—
No
tienes por qué ir detrás de mí — subí la vista, era la primera vez que le
miraba a la cara. Su rostro sin expresión estaba teñido de sangre.
—
Tengo
que cuidarse— sonrió e hizo una mueca.
—
Tu
ceja— gemí y me acerqué a él. Esto le dejaría una buena marca.
Me quité la bufanda negra que me habían regalado un día como
otro cualquiera y la pasé por el foco de la herida. La sangre atravesó la tela
y yo seguí mirándole sin importarme lo más mínimo por la ropa.

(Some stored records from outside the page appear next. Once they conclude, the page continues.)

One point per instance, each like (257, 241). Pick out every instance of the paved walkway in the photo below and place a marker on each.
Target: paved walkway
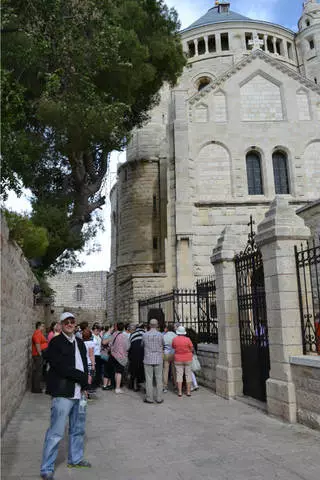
(199, 438)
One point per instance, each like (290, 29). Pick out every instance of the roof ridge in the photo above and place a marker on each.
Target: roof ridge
(245, 61)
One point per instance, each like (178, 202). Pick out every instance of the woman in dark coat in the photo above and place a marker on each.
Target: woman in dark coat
(135, 356)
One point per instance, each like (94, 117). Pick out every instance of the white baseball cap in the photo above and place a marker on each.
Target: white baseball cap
(66, 315)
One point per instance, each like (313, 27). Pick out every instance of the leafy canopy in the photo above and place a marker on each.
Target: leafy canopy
(78, 76)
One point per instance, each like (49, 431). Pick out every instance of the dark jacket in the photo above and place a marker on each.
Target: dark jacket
(63, 375)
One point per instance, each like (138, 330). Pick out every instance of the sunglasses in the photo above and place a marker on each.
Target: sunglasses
(69, 321)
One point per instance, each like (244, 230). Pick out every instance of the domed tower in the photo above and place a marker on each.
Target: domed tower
(221, 38)
(308, 40)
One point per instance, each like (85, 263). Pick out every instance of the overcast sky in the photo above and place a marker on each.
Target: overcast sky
(283, 12)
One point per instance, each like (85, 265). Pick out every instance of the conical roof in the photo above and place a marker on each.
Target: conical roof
(215, 16)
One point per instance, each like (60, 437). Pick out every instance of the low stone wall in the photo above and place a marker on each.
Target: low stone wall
(306, 377)
(208, 358)
(18, 319)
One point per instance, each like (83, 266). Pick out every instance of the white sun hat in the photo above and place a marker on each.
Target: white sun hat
(66, 315)
(181, 330)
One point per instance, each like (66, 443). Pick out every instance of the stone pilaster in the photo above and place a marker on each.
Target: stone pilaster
(277, 234)
(229, 371)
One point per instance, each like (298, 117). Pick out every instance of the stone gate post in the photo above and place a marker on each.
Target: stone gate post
(229, 371)
(277, 234)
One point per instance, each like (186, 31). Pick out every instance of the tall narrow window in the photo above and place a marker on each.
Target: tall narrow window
(201, 46)
(212, 43)
(280, 172)
(254, 175)
(224, 41)
(289, 47)
(79, 292)
(191, 49)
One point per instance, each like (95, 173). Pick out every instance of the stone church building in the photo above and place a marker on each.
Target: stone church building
(241, 126)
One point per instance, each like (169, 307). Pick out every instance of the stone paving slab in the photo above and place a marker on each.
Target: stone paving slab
(200, 438)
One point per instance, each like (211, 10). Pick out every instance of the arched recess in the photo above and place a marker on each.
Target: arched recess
(311, 159)
(213, 172)
(254, 173)
(280, 172)
(303, 104)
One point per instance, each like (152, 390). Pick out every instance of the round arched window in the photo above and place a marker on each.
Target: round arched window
(203, 82)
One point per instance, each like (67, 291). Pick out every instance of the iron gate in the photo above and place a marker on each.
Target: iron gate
(252, 319)
(192, 308)
(308, 276)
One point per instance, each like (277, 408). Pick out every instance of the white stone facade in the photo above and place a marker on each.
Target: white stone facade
(82, 293)
(250, 87)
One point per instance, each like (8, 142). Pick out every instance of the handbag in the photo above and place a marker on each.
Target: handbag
(195, 365)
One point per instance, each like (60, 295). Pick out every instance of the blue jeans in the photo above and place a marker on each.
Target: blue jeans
(61, 409)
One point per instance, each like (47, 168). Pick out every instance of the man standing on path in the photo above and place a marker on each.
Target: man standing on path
(153, 360)
(39, 343)
(67, 383)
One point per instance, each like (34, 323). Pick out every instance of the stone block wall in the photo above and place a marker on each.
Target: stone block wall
(18, 319)
(306, 378)
(90, 305)
(208, 358)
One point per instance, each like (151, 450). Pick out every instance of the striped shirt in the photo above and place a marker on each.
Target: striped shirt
(137, 335)
(153, 347)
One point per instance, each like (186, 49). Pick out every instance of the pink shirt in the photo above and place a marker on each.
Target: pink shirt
(119, 345)
(50, 336)
(182, 349)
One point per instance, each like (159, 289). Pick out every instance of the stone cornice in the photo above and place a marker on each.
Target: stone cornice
(246, 61)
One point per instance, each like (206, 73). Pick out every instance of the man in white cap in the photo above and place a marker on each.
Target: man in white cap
(67, 383)
(153, 360)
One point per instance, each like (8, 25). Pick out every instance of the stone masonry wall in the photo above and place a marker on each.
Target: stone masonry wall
(18, 319)
(91, 305)
(307, 382)
(208, 358)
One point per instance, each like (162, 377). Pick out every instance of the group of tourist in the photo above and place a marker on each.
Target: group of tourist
(78, 360)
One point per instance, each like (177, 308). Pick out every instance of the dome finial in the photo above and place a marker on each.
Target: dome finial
(223, 6)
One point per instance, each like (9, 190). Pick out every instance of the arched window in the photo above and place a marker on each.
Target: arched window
(203, 82)
(254, 175)
(79, 292)
(280, 172)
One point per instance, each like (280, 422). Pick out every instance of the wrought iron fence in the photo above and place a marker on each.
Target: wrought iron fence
(308, 276)
(192, 308)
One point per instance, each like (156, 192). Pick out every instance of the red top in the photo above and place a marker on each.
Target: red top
(38, 337)
(182, 349)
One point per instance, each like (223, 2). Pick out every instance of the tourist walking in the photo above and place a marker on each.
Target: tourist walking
(135, 355)
(192, 334)
(67, 383)
(39, 344)
(90, 346)
(183, 349)
(105, 356)
(119, 347)
(168, 356)
(153, 361)
(55, 329)
(96, 329)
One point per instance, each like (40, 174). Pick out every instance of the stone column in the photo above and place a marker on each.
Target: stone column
(196, 47)
(218, 43)
(274, 40)
(229, 371)
(206, 42)
(277, 235)
(265, 39)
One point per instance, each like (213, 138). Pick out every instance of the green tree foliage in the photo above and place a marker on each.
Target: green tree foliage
(33, 240)
(79, 75)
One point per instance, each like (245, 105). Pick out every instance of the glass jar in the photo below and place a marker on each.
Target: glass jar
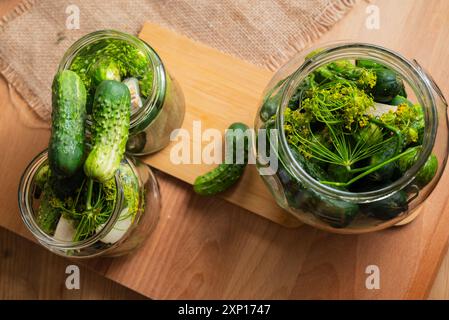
(163, 109)
(330, 208)
(120, 234)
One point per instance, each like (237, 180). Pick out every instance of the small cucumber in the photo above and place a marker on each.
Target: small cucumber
(66, 148)
(105, 69)
(110, 129)
(226, 174)
(47, 215)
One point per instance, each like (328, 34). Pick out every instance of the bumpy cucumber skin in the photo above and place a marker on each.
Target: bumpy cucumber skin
(66, 147)
(110, 129)
(218, 179)
(226, 174)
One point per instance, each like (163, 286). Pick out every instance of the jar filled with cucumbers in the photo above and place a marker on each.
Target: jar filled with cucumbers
(83, 197)
(124, 210)
(355, 137)
(157, 102)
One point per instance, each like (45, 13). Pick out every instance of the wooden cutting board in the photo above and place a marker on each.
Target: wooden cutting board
(219, 89)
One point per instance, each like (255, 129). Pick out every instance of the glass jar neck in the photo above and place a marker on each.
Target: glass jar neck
(28, 216)
(145, 115)
(411, 73)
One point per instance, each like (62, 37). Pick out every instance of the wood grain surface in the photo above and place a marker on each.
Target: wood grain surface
(209, 248)
(219, 89)
(28, 271)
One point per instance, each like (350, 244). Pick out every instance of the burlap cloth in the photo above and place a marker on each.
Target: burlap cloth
(34, 36)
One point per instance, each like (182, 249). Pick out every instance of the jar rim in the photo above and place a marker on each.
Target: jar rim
(139, 120)
(27, 211)
(335, 51)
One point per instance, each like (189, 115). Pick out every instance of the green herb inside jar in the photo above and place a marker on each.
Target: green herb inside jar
(67, 213)
(114, 59)
(351, 127)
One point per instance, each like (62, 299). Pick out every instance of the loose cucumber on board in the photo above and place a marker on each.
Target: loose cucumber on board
(110, 129)
(66, 147)
(226, 174)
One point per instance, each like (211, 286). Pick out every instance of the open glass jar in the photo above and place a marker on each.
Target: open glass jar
(157, 99)
(338, 209)
(132, 219)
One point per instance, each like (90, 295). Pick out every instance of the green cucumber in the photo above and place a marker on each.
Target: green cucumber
(226, 174)
(110, 130)
(48, 215)
(66, 148)
(105, 69)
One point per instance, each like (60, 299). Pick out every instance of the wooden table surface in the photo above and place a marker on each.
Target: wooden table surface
(208, 248)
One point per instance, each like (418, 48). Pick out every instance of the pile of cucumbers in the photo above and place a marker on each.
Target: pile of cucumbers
(98, 148)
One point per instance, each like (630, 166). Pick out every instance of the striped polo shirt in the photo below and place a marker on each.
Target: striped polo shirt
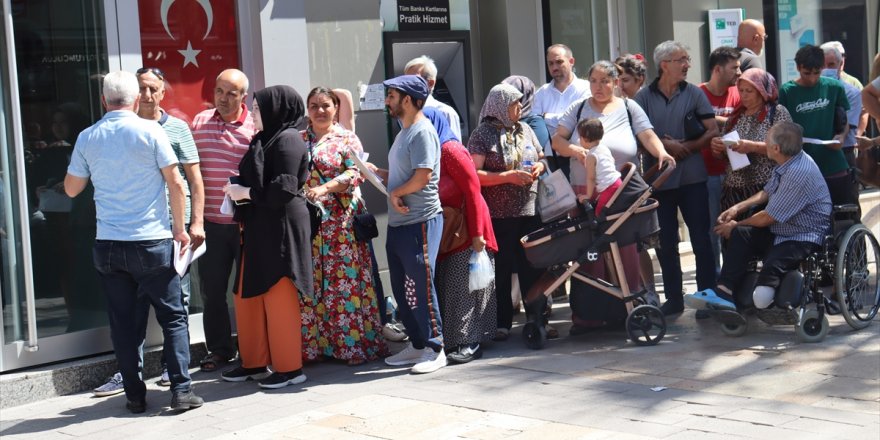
(185, 148)
(798, 201)
(221, 146)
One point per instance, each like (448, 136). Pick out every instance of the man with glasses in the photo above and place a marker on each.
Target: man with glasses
(750, 42)
(222, 135)
(152, 91)
(684, 120)
(819, 105)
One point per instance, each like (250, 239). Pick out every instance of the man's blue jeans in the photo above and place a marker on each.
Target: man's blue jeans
(693, 202)
(412, 253)
(130, 270)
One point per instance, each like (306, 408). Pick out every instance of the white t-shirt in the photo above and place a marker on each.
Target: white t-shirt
(606, 171)
(552, 103)
(619, 136)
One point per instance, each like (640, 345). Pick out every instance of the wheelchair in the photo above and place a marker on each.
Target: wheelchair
(847, 266)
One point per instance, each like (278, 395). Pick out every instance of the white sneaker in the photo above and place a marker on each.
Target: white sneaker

La hemorragia
paró un poco y bajé la vista a sus labios para conectarla de nuevo con sus ojos
claros , me acerqué un poco y abrió más los ojos, contacto visual, me estrellé
contra sus labios patosamente sin hacer nada, después de unos segundos mi
lengua bordeó su labio inferior como para pedirle permiso, él entreabrió los
labios y le miré a los ojos para luego colar mi lengua y sentirle de lleno, cerré
los ojos y la juntó con la mía, jugó con ella, porque esos son los mejores
besos, en los que no sabes distinguir tu lengua de la suya ni los movimientos
que haces al entrelazarla en su boca. Cuando sonríes en sus labios, y compartís
la sonrisa, diente con diente, respiración con respiración, realmente ese día
respiré el aire de Diego. Ese día Diego entró de pleno en mis pulmones, en mi
estómago, mi cabeza, mis manos, e incluso el dedo chiquito del pie con el que
te chocas cada vez que caminas por tu casa de noche.